# How to Join a fact and a type 2 dimension (SCD2) table

SCD2 stands for slowly changing dimension type 2. In this type, we create a new row for each change to an existing record in the corresponding transaction table. Each row in the SCD2 dimension table will have row effective and row expiration datetime columns to denote the range within which that row represents the state of the data.

Assume in our e-commerce applications database that we have a user table to store user attributes.

| user | column definition |
| ---- | ----------------- |
| user_id | unique identifier for a user (primary key) |
| first_name | first name of the user |
| last_name | last name of the user |
| address | address of the user |
| zipcode | zipcode of the user |
| created_datetime | Date and time when the user was created |
| updated_datetime | Date and time when this user data was last modified |

Let’s say that a user with user_id=b0cc9fde-a29a-498e-824f-e52399991beb has a zip code of 10027 until 2020-12-31, after which, the user changes address and the new zip code is 10012. In our application table, this would mean that the record with user_id=b0cc9fde-a29a-498e-824f-e52399991beb now has a zip code of 10012.

In the data warehouse, we need to ensure that we have access to historical data to run historical analyses. For example, if an end user want to check how many of our users lived in the zip code 10027 for the month of Dec 2020, we need to make sure that the user with user_id=b0cc9fde-a29a-498e-824f-e52399991beb is counted towards 10027 and not 10012, because that is where that user was, as of December 2020.

To store this historically changing data in our data warehouse, we create a new row for each change. Let’s consider our user_dim(user dimension) table in our data warehouse. This corresponds to the user table in our application database.
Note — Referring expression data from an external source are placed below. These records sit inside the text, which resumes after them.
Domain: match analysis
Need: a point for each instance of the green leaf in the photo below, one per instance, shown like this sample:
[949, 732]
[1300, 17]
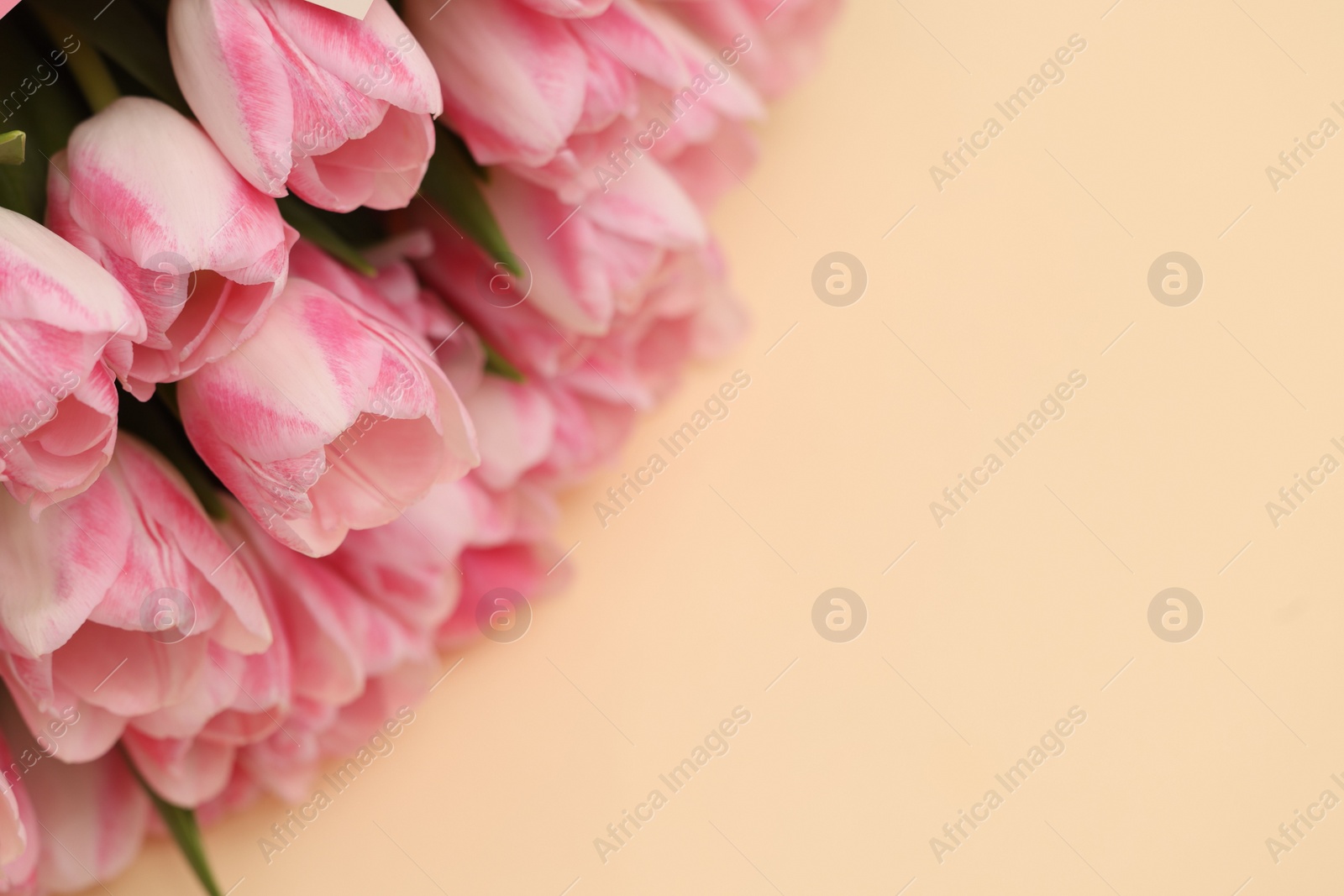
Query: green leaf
[450, 184]
[181, 824]
[11, 147]
[123, 33]
[501, 365]
[311, 226]
[42, 102]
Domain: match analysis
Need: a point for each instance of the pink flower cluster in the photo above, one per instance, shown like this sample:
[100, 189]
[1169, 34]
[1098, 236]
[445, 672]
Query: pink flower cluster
[380, 477]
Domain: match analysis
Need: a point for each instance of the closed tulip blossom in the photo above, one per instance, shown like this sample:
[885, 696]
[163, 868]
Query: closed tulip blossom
[575, 96]
[336, 109]
[121, 610]
[328, 419]
[145, 192]
[65, 328]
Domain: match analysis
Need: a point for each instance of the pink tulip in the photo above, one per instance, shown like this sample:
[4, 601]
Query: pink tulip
[64, 322]
[20, 836]
[584, 265]
[521, 567]
[575, 102]
[351, 656]
[328, 419]
[295, 94]
[785, 36]
[84, 822]
[145, 192]
[124, 610]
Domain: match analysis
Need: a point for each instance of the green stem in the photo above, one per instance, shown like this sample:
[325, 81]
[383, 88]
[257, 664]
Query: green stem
[87, 67]
[185, 829]
[13, 145]
[94, 81]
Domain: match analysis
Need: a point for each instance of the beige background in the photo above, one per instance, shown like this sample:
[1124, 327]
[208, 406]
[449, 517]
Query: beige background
[1032, 600]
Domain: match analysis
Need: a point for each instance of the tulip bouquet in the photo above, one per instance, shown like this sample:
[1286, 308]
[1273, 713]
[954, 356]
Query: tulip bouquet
[306, 318]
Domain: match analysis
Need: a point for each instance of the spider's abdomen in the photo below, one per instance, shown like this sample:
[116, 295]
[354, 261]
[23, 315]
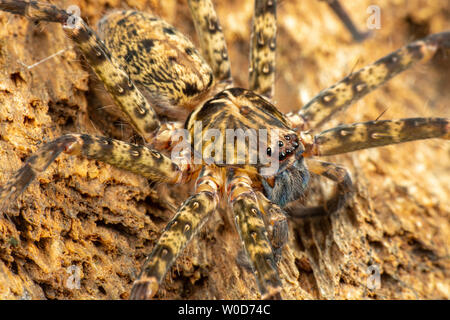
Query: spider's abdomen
[240, 128]
[160, 60]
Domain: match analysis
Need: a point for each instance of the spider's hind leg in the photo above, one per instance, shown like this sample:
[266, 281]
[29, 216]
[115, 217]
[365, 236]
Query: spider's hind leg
[134, 158]
[131, 101]
[191, 216]
[262, 48]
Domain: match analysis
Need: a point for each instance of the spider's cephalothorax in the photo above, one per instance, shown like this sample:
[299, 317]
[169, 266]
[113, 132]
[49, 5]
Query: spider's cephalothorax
[162, 84]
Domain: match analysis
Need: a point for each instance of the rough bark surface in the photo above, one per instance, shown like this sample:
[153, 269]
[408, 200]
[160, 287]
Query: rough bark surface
[87, 218]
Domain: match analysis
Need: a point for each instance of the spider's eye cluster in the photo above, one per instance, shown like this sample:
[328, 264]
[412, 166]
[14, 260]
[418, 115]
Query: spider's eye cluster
[287, 146]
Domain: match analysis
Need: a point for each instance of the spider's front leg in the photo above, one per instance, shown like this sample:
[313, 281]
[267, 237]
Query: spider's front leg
[191, 216]
[253, 233]
[263, 47]
[357, 136]
[275, 220]
[352, 88]
[138, 159]
[212, 40]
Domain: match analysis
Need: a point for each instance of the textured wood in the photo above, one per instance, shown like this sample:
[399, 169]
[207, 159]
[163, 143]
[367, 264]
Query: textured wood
[104, 221]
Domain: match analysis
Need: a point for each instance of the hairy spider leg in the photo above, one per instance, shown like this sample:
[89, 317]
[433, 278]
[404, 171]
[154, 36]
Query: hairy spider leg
[140, 113]
[191, 216]
[138, 159]
[263, 45]
[253, 234]
[212, 40]
[344, 190]
[339, 10]
[339, 96]
[276, 224]
[370, 134]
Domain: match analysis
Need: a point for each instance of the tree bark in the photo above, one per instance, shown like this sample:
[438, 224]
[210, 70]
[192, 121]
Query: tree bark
[85, 220]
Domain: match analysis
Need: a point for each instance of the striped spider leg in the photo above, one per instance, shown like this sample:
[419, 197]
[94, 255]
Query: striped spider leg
[357, 136]
[110, 59]
[188, 220]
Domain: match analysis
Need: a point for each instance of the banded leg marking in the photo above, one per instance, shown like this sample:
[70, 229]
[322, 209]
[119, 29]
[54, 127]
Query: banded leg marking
[352, 88]
[191, 216]
[127, 96]
[276, 223]
[357, 136]
[253, 234]
[134, 158]
[344, 190]
[346, 20]
[263, 48]
[212, 40]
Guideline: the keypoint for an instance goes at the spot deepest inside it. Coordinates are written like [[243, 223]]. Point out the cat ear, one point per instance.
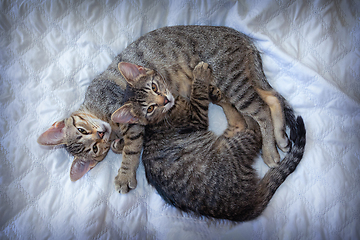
[[124, 115], [79, 167], [54, 135], [131, 71]]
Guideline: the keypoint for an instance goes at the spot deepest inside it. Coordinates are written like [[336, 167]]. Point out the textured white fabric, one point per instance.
[[51, 50]]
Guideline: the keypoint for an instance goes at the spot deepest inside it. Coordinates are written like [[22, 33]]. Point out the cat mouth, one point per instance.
[[169, 103], [104, 132]]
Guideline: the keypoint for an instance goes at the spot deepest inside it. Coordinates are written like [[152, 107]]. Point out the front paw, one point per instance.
[[124, 182], [202, 71]]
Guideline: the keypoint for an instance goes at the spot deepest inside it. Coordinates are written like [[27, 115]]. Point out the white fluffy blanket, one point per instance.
[[51, 50]]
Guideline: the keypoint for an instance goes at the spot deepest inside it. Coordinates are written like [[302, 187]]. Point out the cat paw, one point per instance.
[[202, 71], [125, 182], [271, 157], [117, 146], [215, 94]]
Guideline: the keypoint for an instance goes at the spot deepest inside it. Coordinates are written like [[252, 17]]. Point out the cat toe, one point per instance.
[[215, 94]]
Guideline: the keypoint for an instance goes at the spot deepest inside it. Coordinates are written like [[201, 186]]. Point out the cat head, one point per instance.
[[149, 97], [84, 136]]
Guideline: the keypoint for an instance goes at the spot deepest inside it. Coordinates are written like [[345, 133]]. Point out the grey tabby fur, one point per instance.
[[191, 167], [174, 52]]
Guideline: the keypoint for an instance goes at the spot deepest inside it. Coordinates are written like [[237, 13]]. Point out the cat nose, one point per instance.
[[101, 134]]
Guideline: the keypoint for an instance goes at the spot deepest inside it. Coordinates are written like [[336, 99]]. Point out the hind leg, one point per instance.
[[278, 119]]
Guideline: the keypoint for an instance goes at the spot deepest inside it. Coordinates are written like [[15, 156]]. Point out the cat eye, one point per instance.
[[151, 109], [95, 149], [82, 131], [154, 87]]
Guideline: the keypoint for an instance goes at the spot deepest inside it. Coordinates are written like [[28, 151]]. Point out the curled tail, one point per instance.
[[276, 176]]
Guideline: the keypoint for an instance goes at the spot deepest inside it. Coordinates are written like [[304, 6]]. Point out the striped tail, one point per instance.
[[276, 176]]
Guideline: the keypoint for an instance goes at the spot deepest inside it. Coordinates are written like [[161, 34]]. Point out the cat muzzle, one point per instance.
[[101, 135]]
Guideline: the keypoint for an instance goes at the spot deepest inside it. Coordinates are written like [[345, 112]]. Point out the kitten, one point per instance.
[[174, 52], [89, 132], [191, 167]]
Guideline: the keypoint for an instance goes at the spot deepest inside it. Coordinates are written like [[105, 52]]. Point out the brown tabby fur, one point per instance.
[[191, 167]]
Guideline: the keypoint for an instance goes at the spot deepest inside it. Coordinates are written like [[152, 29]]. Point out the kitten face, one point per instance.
[[150, 97], [86, 137]]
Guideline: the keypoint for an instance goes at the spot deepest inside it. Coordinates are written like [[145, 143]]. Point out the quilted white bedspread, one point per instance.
[[51, 50]]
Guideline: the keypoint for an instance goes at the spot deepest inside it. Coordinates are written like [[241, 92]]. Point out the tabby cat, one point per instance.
[[174, 52], [89, 133], [191, 167]]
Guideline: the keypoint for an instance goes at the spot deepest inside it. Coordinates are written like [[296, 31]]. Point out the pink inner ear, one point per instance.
[[131, 71], [123, 115], [54, 135], [79, 167]]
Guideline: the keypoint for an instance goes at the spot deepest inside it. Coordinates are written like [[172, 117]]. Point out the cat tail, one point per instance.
[[276, 176]]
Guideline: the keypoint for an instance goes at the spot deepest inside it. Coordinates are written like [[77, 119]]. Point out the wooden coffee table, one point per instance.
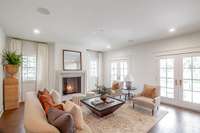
[[103, 109]]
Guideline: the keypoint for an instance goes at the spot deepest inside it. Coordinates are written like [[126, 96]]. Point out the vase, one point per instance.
[[104, 97], [11, 69]]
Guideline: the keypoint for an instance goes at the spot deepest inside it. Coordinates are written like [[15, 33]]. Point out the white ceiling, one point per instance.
[[97, 23]]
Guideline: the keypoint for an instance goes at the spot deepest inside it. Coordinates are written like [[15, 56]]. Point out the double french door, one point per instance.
[[180, 79]]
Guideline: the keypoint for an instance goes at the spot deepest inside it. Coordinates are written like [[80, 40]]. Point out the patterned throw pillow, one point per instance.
[[149, 91], [62, 120]]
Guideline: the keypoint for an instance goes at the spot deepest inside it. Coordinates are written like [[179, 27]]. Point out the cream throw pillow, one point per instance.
[[56, 96], [76, 112]]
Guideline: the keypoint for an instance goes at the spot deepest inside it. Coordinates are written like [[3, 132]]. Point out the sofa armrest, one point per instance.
[[138, 94], [156, 100]]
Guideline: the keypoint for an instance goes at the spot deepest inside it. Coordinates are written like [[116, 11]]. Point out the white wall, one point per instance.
[[2, 46], [58, 57], [143, 64]]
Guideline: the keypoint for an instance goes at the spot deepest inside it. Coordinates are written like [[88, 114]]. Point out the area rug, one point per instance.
[[124, 120]]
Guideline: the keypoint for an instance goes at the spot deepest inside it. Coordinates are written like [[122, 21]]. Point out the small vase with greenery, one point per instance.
[[11, 61], [104, 93]]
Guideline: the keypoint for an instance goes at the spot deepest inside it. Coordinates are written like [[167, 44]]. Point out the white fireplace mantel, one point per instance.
[[65, 74]]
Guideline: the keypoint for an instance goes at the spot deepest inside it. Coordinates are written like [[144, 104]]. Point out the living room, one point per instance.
[[99, 66]]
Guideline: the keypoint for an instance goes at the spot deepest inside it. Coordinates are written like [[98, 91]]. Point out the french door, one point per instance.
[[119, 70], [180, 80]]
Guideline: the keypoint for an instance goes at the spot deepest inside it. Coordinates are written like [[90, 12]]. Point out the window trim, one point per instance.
[[118, 72]]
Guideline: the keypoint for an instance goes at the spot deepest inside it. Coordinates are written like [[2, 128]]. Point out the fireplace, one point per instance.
[[71, 85]]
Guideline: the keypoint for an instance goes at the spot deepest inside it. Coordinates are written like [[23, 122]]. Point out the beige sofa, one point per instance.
[[151, 103], [35, 120]]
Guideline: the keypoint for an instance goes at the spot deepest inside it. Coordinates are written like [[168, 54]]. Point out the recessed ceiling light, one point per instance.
[[108, 46], [130, 41], [43, 11], [36, 31], [172, 30]]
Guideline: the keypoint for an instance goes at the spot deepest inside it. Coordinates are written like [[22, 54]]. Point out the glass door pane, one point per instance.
[[191, 79], [167, 77]]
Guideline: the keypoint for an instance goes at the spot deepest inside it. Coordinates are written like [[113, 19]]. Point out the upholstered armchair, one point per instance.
[[116, 89], [149, 98]]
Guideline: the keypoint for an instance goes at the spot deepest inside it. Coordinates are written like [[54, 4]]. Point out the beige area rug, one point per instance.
[[124, 120]]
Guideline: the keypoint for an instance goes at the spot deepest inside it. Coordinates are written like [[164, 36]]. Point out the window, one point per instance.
[[29, 68], [167, 77], [119, 70], [93, 68], [191, 79]]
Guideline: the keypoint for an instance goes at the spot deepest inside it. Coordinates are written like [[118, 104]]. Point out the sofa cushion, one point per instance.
[[149, 91], [144, 101], [42, 92], [62, 120], [35, 120], [76, 112]]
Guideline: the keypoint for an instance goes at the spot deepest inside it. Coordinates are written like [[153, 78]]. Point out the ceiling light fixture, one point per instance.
[[130, 41], [36, 31], [108, 46], [172, 30], [43, 11]]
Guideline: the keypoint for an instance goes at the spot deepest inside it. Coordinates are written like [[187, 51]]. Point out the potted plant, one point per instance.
[[104, 93], [11, 62]]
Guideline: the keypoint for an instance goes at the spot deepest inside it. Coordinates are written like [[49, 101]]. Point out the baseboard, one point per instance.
[[195, 109]]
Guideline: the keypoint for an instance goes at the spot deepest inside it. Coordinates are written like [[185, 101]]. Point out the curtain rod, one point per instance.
[[178, 53], [94, 50], [26, 40]]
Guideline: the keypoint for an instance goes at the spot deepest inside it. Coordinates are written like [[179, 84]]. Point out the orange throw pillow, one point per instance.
[[149, 91], [116, 86], [47, 103]]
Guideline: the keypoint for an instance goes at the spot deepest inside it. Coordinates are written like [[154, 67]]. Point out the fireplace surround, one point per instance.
[[70, 74], [71, 85]]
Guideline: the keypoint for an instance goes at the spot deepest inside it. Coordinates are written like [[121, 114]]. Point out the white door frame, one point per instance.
[[178, 93]]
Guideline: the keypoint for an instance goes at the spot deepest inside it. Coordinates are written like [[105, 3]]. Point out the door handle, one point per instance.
[[176, 82], [180, 82]]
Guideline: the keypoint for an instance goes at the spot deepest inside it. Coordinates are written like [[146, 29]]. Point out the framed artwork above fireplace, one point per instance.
[[72, 60]]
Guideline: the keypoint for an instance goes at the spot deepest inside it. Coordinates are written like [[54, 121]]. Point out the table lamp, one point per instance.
[[128, 80]]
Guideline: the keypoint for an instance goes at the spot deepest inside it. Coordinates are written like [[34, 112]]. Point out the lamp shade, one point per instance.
[[129, 78]]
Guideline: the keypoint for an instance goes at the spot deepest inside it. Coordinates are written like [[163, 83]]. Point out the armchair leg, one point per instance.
[[152, 112]]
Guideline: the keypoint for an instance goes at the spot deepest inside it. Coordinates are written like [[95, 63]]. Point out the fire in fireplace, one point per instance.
[[71, 85]]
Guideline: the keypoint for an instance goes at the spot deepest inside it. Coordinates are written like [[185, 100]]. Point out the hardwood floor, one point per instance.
[[177, 120], [12, 121]]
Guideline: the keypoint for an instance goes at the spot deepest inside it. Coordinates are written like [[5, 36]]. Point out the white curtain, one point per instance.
[[42, 66], [100, 68], [94, 67], [16, 45]]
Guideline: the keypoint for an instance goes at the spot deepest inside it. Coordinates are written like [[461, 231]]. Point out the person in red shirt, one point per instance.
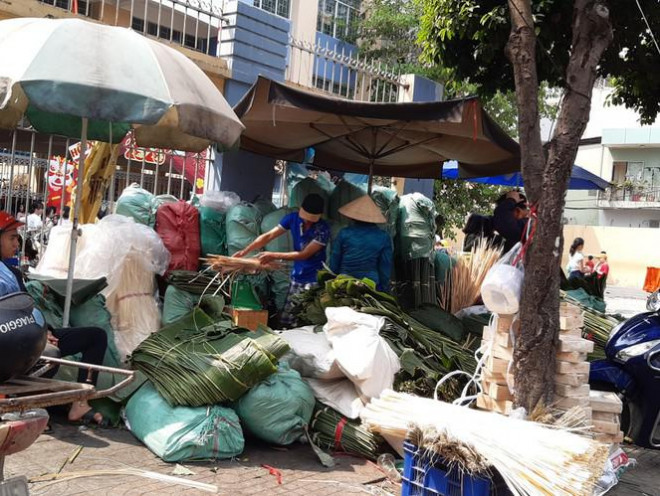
[[603, 268]]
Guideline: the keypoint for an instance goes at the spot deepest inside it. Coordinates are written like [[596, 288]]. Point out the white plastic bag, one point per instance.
[[502, 285], [311, 354], [364, 356], [338, 394]]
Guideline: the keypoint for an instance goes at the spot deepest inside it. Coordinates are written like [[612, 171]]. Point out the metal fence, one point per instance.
[[342, 74], [194, 24], [39, 167]]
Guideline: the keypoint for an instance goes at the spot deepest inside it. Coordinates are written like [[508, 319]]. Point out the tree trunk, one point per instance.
[[546, 181]]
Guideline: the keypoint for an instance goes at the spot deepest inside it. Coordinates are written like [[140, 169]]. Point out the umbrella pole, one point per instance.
[[74, 227], [371, 175]]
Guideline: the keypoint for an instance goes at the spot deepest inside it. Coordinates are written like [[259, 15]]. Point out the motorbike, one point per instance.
[[632, 370]]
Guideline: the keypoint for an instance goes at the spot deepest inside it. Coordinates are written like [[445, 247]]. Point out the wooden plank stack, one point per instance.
[[572, 379], [496, 396], [572, 374]]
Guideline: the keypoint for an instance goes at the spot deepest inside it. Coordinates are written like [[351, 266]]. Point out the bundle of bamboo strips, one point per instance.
[[224, 265], [467, 276], [532, 459]]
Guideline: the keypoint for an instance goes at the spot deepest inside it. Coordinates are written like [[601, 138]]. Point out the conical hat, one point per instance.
[[363, 209]]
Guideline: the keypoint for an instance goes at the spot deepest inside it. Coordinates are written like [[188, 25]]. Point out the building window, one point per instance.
[[339, 19], [636, 181], [281, 8]]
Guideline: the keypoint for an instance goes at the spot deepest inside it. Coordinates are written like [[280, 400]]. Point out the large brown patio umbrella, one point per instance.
[[386, 139]]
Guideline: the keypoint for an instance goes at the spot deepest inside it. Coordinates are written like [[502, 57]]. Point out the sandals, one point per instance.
[[89, 420]]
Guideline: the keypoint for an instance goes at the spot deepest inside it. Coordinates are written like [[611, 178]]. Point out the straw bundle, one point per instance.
[[224, 265], [133, 307], [463, 287], [334, 432], [532, 459]]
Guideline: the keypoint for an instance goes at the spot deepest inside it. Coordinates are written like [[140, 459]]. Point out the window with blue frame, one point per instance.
[[281, 8], [339, 19]]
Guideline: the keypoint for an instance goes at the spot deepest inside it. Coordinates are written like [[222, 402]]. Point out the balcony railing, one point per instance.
[[194, 24], [341, 74]]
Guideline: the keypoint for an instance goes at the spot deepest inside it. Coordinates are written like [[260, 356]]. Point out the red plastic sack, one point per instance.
[[177, 224]]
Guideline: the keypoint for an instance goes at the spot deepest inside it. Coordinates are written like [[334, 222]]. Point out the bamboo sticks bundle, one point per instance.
[[224, 265], [467, 277], [534, 460]]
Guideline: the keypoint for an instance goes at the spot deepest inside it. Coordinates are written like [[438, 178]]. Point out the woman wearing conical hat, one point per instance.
[[363, 249]]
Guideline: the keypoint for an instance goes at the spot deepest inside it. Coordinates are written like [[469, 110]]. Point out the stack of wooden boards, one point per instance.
[[571, 379], [496, 395]]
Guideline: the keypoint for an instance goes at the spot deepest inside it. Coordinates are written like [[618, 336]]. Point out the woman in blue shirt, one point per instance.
[[363, 249], [310, 236]]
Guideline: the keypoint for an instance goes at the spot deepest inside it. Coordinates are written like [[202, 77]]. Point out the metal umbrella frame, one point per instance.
[[170, 102]]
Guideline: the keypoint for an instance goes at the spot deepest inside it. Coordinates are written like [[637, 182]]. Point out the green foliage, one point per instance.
[[469, 37], [455, 200]]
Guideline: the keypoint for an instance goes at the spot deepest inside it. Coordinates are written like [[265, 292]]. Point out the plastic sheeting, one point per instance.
[[137, 203], [416, 227], [388, 202], [343, 193], [180, 433], [243, 225], [278, 409], [362, 354], [221, 201], [177, 224]]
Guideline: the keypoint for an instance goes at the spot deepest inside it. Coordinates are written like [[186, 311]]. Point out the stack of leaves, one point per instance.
[[425, 354], [333, 432], [194, 362], [597, 326]]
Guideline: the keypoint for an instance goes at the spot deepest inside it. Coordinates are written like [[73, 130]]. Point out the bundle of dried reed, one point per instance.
[[463, 287], [533, 459]]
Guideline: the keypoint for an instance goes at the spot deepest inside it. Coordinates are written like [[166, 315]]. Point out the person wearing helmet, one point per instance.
[[363, 249], [310, 236], [91, 342]]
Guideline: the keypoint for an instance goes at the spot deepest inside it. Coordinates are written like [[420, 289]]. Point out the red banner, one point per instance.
[[63, 176], [191, 165]]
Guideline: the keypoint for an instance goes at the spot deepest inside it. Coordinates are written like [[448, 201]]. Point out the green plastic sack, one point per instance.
[[137, 203], [416, 227], [243, 226], [94, 313], [213, 231], [180, 433], [305, 187], [388, 202], [282, 243], [343, 193], [278, 409], [179, 303], [264, 206]]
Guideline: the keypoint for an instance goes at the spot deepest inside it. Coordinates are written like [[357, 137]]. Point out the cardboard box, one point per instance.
[[249, 319]]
| user\_dim                 | column definition                                                                      |
| ------------------------- | -------------------------------------------------------------------------------------- |
| user\_id                  | unique identifier for a user (primary key)                                             |
| first\_name               | first name of the user                                                                 |
| last\_name                | last name of the user                                                                  |
| address                   | address of the user                                                                    |
| zipcode                   | zipcode of the user                                                                    |
| created\_datetime         | Date and time when the user was created                                                |
| updated\_datetime         | Date and time when this user data was last modified                                    |
| row\_effective\_datetime  | The date and time from which this row is the effective data for this user\_id          |
| row\_expiration\_datetime | The date and time until which this row is the effective data for this user\_id         |
| current\_row\_indicator   | Indicator denoting if this row is the most current state of the data for this user\_id |

We do not update the value of an existing row, but we add a new record to indicate the new state. We also set the old record’s row_expiration_datetime and set current_row_indicator to expired.

For the new record, we set the updated_datetime as row_effective_datetime and set end of time as row_expiration_datetime and set current for current_row_indicator to reflect the current state.

Let’s create a simple user_dim table and an items_purchased fact table in our data warehouse.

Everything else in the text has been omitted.